8.       Wearing heels every day.
Nope. Have you ever seen a bunion?

9.       Desiring the ‘perfect’ body.
Such a thing doesn’t exist. So really you’re pinning all your hopes on the unachievable. ‘Perfect’ is different things to different people – don’t change yourself in order to attain a fruitless goal that will leave you miserable. Albeit attractively so.

10.   Feeling obligated to make plans.
You think; ‘I’d rather die than go to your baby shower/housewarming/all night rave/brunch date in artisan restaurant where they serve your steak on a shovel’. You say; ‘Oh absolutely! I can’t think of anything better! I wouldn’t miss it!’ Stop doing that. Just don’t go.

11.   Selfie shaming.
If you want to post a million and one selfies then go for it. You have a great pout! Just know that we all love you and want to help you deal with your insecurities, if that involves you selfie-ing yourself to ecstasy for a while that’s ok. Just don’t mock others for the same thing.

12.   Making a mountain out of Valentine's Day.
Why are you succumbing to the pressure of every advert/shop window in the country? If you want to do something romantic then do it – you don’t need a ‘day’ to show someone you care. If they forget that ‘special day’ who cares? Make him/her a cup of tea! Run them a bath! Throw a toaster in there, they’ll love it!

13.   Comparing your life to others. 
Stop it.

14.   Losing the What If’s
Move on and look to the present, and the future. It’s pointless and redundant trying to replay what you feel are missteps in your past, you’ll never know how things may have worked out if you’d taken the other sliding door and it frankly makes no difference on the here and now.

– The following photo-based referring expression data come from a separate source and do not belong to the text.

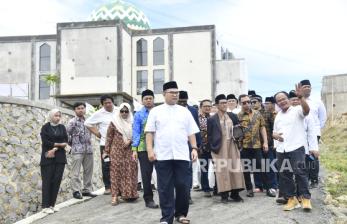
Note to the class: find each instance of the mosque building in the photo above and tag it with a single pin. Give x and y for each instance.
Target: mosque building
(116, 52)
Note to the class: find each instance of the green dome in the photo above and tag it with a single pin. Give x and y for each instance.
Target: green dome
(134, 18)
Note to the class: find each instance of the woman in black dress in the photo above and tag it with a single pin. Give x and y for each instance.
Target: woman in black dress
(53, 159)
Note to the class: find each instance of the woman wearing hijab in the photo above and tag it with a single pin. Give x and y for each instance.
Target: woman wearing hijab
(53, 159)
(123, 170)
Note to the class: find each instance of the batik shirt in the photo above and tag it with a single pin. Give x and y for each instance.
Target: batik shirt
(138, 139)
(251, 126)
(79, 136)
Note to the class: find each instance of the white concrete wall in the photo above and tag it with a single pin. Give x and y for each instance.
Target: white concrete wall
(192, 61)
(150, 67)
(19, 61)
(334, 94)
(231, 77)
(53, 70)
(94, 69)
(127, 62)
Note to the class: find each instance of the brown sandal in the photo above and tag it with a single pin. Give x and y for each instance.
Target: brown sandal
(182, 219)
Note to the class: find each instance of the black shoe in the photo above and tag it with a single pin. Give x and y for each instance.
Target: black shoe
(151, 204)
(153, 187)
(224, 200)
(139, 187)
(190, 201)
(250, 194)
(236, 198)
(89, 194)
(271, 193)
(314, 185)
(281, 201)
(207, 194)
(77, 195)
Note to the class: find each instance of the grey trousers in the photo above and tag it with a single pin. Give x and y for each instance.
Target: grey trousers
(87, 162)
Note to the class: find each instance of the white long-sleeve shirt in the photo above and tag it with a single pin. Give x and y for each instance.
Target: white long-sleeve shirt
(291, 125)
(318, 113)
(172, 124)
(311, 137)
(102, 119)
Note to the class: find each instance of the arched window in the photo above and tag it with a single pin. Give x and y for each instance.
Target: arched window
(141, 52)
(45, 58)
(158, 51)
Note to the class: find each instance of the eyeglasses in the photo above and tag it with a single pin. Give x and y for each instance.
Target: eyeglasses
(172, 92)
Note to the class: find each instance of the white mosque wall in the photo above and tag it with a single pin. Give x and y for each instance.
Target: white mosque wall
(15, 62)
(231, 77)
(127, 69)
(150, 65)
(192, 64)
(88, 60)
(53, 65)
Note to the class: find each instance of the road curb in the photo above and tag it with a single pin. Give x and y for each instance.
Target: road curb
(64, 204)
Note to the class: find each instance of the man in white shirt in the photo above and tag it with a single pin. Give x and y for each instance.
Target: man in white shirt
(169, 127)
(98, 124)
(232, 104)
(319, 116)
(289, 132)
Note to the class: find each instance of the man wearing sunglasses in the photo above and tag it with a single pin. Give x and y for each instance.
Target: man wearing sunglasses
(254, 129)
(168, 128)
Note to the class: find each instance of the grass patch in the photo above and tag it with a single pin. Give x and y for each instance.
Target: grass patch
(333, 152)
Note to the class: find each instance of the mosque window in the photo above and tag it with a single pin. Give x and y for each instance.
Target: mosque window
(141, 52)
(158, 51)
(45, 58)
(158, 80)
(142, 81)
(44, 88)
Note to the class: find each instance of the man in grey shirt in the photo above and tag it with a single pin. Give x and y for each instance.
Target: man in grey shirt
(82, 153)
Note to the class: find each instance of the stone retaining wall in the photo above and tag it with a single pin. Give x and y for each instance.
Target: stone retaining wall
(20, 151)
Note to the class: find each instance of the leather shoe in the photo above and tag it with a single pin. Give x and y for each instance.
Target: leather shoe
(77, 195)
(89, 194)
(151, 204)
(250, 194)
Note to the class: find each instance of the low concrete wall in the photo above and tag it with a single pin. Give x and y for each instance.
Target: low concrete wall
(20, 151)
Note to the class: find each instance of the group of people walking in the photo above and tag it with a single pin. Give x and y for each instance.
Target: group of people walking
(234, 135)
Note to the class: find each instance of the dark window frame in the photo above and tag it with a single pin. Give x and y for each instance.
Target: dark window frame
(158, 51)
(141, 52)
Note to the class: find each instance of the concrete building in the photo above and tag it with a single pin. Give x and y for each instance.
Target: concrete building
(334, 94)
(117, 53)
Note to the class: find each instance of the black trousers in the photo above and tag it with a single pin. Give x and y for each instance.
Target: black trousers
(105, 166)
(173, 180)
(293, 164)
(249, 156)
(146, 175)
(51, 178)
(204, 159)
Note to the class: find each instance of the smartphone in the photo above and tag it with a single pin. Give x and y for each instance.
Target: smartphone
(107, 159)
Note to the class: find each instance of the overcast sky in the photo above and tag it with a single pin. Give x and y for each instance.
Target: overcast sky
(282, 41)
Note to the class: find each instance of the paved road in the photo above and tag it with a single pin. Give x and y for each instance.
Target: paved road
(258, 210)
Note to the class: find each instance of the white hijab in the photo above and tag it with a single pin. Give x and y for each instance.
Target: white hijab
(124, 126)
(50, 116)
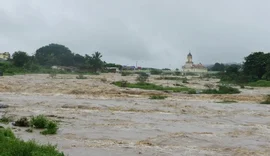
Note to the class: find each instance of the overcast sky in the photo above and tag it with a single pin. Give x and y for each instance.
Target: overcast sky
(156, 33)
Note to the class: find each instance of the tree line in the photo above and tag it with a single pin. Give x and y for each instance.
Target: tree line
(256, 66)
(58, 55)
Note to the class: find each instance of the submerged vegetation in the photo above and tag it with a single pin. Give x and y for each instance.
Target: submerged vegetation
(227, 101)
(267, 100)
(260, 83)
(222, 90)
(151, 86)
(158, 97)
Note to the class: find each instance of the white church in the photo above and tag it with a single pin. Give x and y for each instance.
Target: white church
(190, 67)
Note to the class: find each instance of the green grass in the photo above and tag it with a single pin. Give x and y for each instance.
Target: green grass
(39, 122)
(169, 78)
(227, 101)
(22, 122)
(260, 83)
(267, 100)
(5, 120)
(51, 128)
(12, 146)
(126, 73)
(222, 90)
(151, 86)
(158, 97)
(81, 76)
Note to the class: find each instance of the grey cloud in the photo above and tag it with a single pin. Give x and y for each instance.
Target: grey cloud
(154, 32)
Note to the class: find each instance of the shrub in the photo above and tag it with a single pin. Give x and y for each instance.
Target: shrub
(125, 73)
(142, 77)
(185, 80)
(122, 83)
(209, 85)
(156, 72)
(81, 76)
(192, 91)
(39, 121)
(52, 75)
(227, 101)
(260, 83)
(222, 90)
(29, 130)
(12, 146)
(51, 128)
(158, 97)
(22, 122)
(5, 119)
(177, 73)
(103, 80)
(267, 100)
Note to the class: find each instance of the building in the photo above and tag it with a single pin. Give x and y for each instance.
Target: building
(5, 56)
(113, 69)
(193, 68)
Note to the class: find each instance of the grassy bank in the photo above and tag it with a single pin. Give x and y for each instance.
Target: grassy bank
(222, 90)
(12, 146)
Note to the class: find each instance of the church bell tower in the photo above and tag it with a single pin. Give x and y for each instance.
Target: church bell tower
(189, 58)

15.   Getting back ‘out there’. 
Yuck. The best moments normally happen by accident. Unplanned. Don’t feel you have to follow some imagined rule book in order to find happiness.

16.    People who are toxic for you.

You don’t need people in your life who make you unhappy, stressed, think less of yourself. It’s just not necessary. Stick like glue to the ones who show you care, make you feel happy and loved. Start the year as you mean to go on: feeling GOOD.